Francois Lachance wrote:
> Con, Any XSLT transform will halt. Try writing an XSLT transform that
> nests elements that we provoke an infinite loop. It breaks.
> The processor
> returns an error. That counts as halting. The XSLT file is
> validated by
> the processor.
Hi Francois
While it's true that some xslt processors will detect infinite loops, it is in principle not possible to detect all such loops. The XSLT spec itself warns about this issue, pointing out that running 3rd-party stylesheets may present a denial-of-service threat.

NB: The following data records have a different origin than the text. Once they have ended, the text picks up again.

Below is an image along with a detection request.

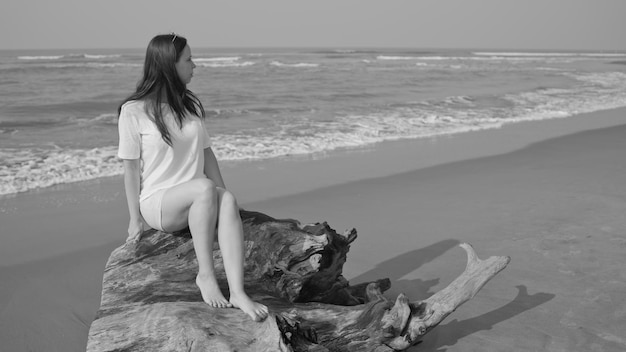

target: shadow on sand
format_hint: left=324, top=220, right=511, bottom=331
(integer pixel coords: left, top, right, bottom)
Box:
left=350, top=239, right=459, bottom=300
left=408, top=285, right=556, bottom=352
left=350, top=239, right=556, bottom=352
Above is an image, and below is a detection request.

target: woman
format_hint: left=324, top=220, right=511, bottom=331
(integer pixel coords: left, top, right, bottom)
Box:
left=118, top=34, right=268, bottom=321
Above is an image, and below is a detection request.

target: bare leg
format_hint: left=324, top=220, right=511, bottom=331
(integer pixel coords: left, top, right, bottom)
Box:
left=161, top=178, right=232, bottom=308
left=217, top=188, right=268, bottom=321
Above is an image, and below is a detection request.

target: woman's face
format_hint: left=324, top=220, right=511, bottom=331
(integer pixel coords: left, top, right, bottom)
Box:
left=176, top=45, right=196, bottom=84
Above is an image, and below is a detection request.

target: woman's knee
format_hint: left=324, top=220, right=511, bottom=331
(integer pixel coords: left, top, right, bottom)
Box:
left=220, top=190, right=239, bottom=210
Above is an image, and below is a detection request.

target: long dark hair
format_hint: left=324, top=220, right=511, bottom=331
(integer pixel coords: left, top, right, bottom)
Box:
left=117, top=34, right=205, bottom=146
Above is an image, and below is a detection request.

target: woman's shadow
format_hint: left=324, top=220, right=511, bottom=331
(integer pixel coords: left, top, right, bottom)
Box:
left=350, top=239, right=556, bottom=352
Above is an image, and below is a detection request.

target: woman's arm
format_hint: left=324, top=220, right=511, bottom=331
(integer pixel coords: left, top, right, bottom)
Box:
left=124, top=159, right=143, bottom=241
left=204, top=147, right=226, bottom=189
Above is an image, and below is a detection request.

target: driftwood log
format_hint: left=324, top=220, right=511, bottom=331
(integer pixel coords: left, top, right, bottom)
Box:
left=87, top=210, right=510, bottom=352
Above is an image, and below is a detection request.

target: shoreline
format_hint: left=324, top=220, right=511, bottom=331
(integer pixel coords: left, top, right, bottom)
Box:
left=0, top=108, right=626, bottom=352
left=0, top=108, right=626, bottom=268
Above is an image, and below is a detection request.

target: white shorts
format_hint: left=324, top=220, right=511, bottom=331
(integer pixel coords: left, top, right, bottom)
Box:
left=139, top=189, right=167, bottom=231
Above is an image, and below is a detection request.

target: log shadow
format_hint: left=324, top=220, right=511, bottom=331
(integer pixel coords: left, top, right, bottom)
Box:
left=407, top=285, right=556, bottom=352
left=350, top=239, right=460, bottom=300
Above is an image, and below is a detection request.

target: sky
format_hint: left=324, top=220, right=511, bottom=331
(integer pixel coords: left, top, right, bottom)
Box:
left=0, top=0, right=626, bottom=51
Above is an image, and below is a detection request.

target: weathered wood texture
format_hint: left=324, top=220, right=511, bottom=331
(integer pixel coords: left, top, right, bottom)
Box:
left=87, top=211, right=510, bottom=352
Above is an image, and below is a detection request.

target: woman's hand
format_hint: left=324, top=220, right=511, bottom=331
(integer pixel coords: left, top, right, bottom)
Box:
left=126, top=219, right=143, bottom=243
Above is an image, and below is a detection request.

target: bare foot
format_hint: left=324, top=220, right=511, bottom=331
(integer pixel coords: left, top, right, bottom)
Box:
left=230, top=294, right=269, bottom=321
left=196, top=274, right=233, bottom=308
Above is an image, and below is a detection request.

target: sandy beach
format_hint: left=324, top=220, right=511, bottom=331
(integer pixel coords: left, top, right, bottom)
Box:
left=0, top=109, right=626, bottom=352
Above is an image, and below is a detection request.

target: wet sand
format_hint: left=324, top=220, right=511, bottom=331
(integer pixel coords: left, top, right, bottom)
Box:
left=0, top=109, right=626, bottom=352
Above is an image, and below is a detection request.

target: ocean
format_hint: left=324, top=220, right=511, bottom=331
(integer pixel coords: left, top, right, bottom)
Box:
left=0, top=47, right=626, bottom=195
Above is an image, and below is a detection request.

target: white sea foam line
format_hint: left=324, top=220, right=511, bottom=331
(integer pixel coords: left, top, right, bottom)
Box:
left=270, top=61, right=319, bottom=67
left=193, top=56, right=241, bottom=62
left=472, top=51, right=626, bottom=57
left=17, top=55, right=63, bottom=60
left=0, top=72, right=626, bottom=194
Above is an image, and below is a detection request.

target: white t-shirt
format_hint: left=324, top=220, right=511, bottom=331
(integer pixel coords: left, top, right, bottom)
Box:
left=117, top=100, right=211, bottom=201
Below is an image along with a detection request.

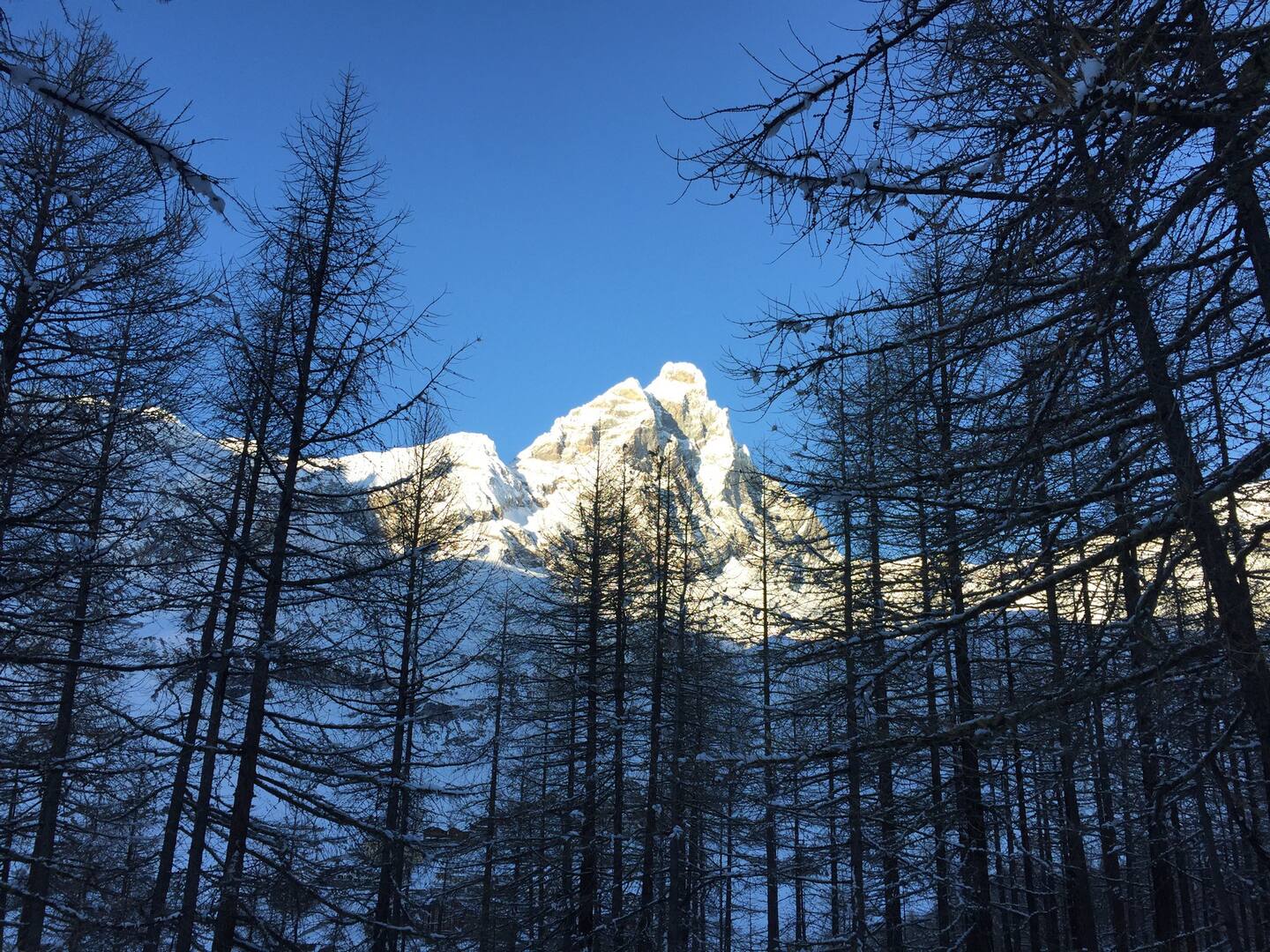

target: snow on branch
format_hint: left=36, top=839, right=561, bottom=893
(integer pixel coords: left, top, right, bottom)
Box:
left=0, top=60, right=226, bottom=217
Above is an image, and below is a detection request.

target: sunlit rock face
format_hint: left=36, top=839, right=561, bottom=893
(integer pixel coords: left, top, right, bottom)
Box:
left=343, top=361, right=823, bottom=637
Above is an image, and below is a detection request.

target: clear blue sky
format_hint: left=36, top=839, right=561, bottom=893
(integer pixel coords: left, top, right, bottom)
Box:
left=5, top=0, right=858, bottom=459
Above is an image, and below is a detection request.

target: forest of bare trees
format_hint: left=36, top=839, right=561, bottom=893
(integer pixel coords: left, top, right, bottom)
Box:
left=0, top=0, right=1270, bottom=952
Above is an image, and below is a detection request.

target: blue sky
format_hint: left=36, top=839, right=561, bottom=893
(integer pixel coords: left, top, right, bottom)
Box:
left=6, top=0, right=851, bottom=458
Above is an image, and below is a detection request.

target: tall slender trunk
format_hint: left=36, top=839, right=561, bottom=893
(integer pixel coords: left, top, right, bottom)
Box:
left=609, top=472, right=629, bottom=949
left=758, top=473, right=781, bottom=952
left=173, top=398, right=272, bottom=952
left=578, top=465, right=603, bottom=952
left=18, top=331, right=128, bottom=952
left=142, top=435, right=250, bottom=952
left=1001, top=612, right=1042, bottom=949
left=1036, top=487, right=1099, bottom=952
left=936, top=353, right=993, bottom=952
left=480, top=612, right=508, bottom=952
left=370, top=500, right=424, bottom=952
left=212, top=136, right=343, bottom=952
left=666, top=513, right=692, bottom=952
left=639, top=458, right=670, bottom=952
left=917, top=502, right=952, bottom=948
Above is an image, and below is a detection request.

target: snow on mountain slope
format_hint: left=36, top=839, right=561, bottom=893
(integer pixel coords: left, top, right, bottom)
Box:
left=340, top=361, right=823, bottom=629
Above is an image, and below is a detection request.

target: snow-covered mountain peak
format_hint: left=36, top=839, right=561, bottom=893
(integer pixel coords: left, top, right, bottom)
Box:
left=332, top=361, right=817, bottom=612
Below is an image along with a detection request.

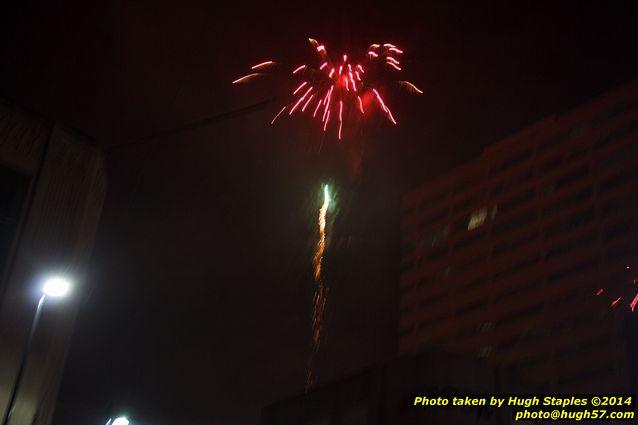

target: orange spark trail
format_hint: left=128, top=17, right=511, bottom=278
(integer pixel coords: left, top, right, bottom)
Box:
left=306, top=185, right=330, bottom=391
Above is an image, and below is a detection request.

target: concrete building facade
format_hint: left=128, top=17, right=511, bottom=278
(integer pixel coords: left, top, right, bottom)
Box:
left=399, top=78, right=638, bottom=392
left=0, top=102, right=106, bottom=425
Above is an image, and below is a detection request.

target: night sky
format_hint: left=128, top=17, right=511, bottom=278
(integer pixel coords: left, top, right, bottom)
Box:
left=0, top=0, right=638, bottom=425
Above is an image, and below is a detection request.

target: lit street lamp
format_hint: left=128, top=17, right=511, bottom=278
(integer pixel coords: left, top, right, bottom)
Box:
left=2, top=277, right=72, bottom=425
left=106, top=416, right=129, bottom=425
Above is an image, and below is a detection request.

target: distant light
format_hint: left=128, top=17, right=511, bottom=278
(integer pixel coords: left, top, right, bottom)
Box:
left=42, top=277, right=71, bottom=296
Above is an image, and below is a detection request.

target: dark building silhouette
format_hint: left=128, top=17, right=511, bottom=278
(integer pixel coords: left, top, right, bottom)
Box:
left=0, top=102, right=106, bottom=425
left=399, top=81, right=638, bottom=392
left=261, top=352, right=525, bottom=425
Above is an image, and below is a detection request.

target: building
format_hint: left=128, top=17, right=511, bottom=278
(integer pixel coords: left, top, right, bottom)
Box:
left=0, top=102, right=106, bottom=425
left=260, top=351, right=527, bottom=425
left=399, top=81, right=638, bottom=392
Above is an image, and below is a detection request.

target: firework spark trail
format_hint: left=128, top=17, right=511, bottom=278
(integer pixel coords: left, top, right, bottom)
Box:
left=306, top=185, right=330, bottom=391
left=233, top=38, right=423, bottom=140
left=596, top=266, right=638, bottom=313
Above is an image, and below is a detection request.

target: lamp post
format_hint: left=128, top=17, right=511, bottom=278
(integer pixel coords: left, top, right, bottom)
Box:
left=2, top=277, right=71, bottom=425
left=106, top=416, right=129, bottom=425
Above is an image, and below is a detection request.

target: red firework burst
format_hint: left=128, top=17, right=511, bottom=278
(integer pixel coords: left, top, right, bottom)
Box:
left=596, top=266, right=638, bottom=313
left=233, top=38, right=423, bottom=140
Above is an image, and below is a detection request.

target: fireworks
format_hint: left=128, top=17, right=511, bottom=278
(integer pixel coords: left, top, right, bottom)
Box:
left=233, top=38, right=423, bottom=140
left=596, top=266, right=638, bottom=313
left=306, top=185, right=330, bottom=390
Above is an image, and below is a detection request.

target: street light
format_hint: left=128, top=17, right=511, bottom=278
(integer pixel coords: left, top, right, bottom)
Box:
left=107, top=416, right=129, bottom=425
left=2, top=277, right=72, bottom=425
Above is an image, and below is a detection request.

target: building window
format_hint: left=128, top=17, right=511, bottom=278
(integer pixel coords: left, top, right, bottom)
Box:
left=467, top=207, right=487, bottom=230
left=421, top=226, right=450, bottom=246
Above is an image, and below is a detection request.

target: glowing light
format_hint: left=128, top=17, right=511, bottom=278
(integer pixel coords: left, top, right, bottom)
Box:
left=292, top=81, right=308, bottom=96
left=233, top=72, right=263, bottom=84
left=42, top=277, right=71, bottom=297
left=611, top=297, right=622, bottom=308
left=292, top=65, right=306, bottom=74
left=250, top=61, right=274, bottom=69
left=306, top=185, right=330, bottom=390
left=233, top=38, right=423, bottom=140
left=399, top=81, right=423, bottom=94
left=288, top=87, right=312, bottom=115
left=339, top=100, right=348, bottom=140
left=596, top=265, right=638, bottom=313
left=312, top=99, right=321, bottom=118
left=270, top=106, right=287, bottom=125
left=301, top=94, right=315, bottom=112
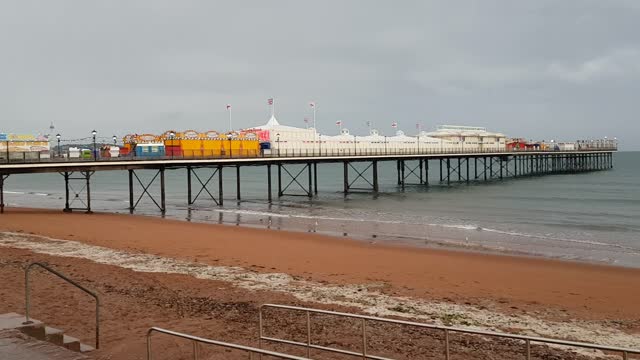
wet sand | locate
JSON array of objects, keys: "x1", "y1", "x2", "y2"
[{"x1": 0, "y1": 208, "x2": 640, "y2": 322}]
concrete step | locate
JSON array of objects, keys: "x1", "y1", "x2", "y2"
[
  {"x1": 62, "y1": 335, "x2": 80, "y2": 352},
  {"x1": 0, "y1": 313, "x2": 46, "y2": 340},
  {"x1": 80, "y1": 344, "x2": 95, "y2": 354},
  {"x1": 0, "y1": 329, "x2": 89, "y2": 360},
  {"x1": 0, "y1": 313, "x2": 95, "y2": 353},
  {"x1": 44, "y1": 326, "x2": 64, "y2": 346}
]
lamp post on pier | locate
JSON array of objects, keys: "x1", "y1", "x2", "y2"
[
  {"x1": 169, "y1": 131, "x2": 176, "y2": 160},
  {"x1": 56, "y1": 134, "x2": 62, "y2": 157},
  {"x1": 91, "y1": 130, "x2": 98, "y2": 161}
]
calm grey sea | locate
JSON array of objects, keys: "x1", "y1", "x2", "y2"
[{"x1": 6, "y1": 152, "x2": 640, "y2": 267}]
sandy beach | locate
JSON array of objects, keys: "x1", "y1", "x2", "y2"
[{"x1": 0, "y1": 208, "x2": 640, "y2": 358}]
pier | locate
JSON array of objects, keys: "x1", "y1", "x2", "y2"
[{"x1": 0, "y1": 149, "x2": 616, "y2": 213}]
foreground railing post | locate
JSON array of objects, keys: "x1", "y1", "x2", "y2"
[
  {"x1": 362, "y1": 319, "x2": 367, "y2": 359},
  {"x1": 147, "y1": 329, "x2": 153, "y2": 360},
  {"x1": 24, "y1": 265, "x2": 31, "y2": 324},
  {"x1": 444, "y1": 329, "x2": 449, "y2": 360},
  {"x1": 258, "y1": 306, "x2": 262, "y2": 359},
  {"x1": 307, "y1": 311, "x2": 311, "y2": 357},
  {"x1": 193, "y1": 340, "x2": 200, "y2": 360}
]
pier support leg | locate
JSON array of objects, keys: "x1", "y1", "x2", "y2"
[
  {"x1": 424, "y1": 159, "x2": 429, "y2": 186},
  {"x1": 84, "y1": 171, "x2": 92, "y2": 214},
  {"x1": 489, "y1": 156, "x2": 493, "y2": 179},
  {"x1": 160, "y1": 168, "x2": 167, "y2": 214},
  {"x1": 473, "y1": 157, "x2": 478, "y2": 180},
  {"x1": 372, "y1": 160, "x2": 379, "y2": 192},
  {"x1": 236, "y1": 165, "x2": 240, "y2": 201},
  {"x1": 128, "y1": 170, "x2": 133, "y2": 214},
  {"x1": 0, "y1": 174, "x2": 9, "y2": 214},
  {"x1": 482, "y1": 156, "x2": 487, "y2": 181},
  {"x1": 313, "y1": 162, "x2": 318, "y2": 195},
  {"x1": 278, "y1": 163, "x2": 282, "y2": 197},
  {"x1": 62, "y1": 170, "x2": 71, "y2": 212},
  {"x1": 186, "y1": 166, "x2": 192, "y2": 206},
  {"x1": 465, "y1": 158, "x2": 470, "y2": 183},
  {"x1": 343, "y1": 161, "x2": 348, "y2": 195},
  {"x1": 307, "y1": 163, "x2": 313, "y2": 198},
  {"x1": 218, "y1": 165, "x2": 224, "y2": 206},
  {"x1": 60, "y1": 171, "x2": 94, "y2": 213},
  {"x1": 267, "y1": 164, "x2": 273, "y2": 204}
]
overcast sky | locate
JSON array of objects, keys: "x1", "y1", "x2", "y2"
[{"x1": 0, "y1": 0, "x2": 640, "y2": 149}]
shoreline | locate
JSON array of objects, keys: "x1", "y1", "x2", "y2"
[{"x1": 0, "y1": 208, "x2": 640, "y2": 328}]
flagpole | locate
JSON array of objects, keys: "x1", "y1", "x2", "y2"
[{"x1": 313, "y1": 103, "x2": 317, "y2": 132}]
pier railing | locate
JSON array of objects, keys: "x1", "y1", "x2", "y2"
[
  {"x1": 259, "y1": 304, "x2": 640, "y2": 360},
  {"x1": 0, "y1": 146, "x2": 618, "y2": 164}
]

http://www.zvon.org/xxl/XSLTreference/W3C/xslt.html#section-Applying-Template-Rules
Some XSLT processors may give up after recursing a certain number of times, but this is implementation-specific, and not in conformance with the spec. NB a stylesheet can recurse without producing output, so detecting an overflow of the output buffer is also not a 100% reliable way to detect a non-terminating transform.
Anyway ... my point was really that automated proof of XSLT transforms (even of the halting problem, let alone compliance of the output to a particular schema) is not only infeasible, but actually theoretically impossible _in the general case_.
That said, I do think it's a feasible (and valuable) project to attempt to prove "output-document-schema-compliance" of stylesheets which are constrained in various ways (e.g. to refer only to the "child" or "descendant" axes in apply-templates; not calling named-templates at all, or at least, not recursively).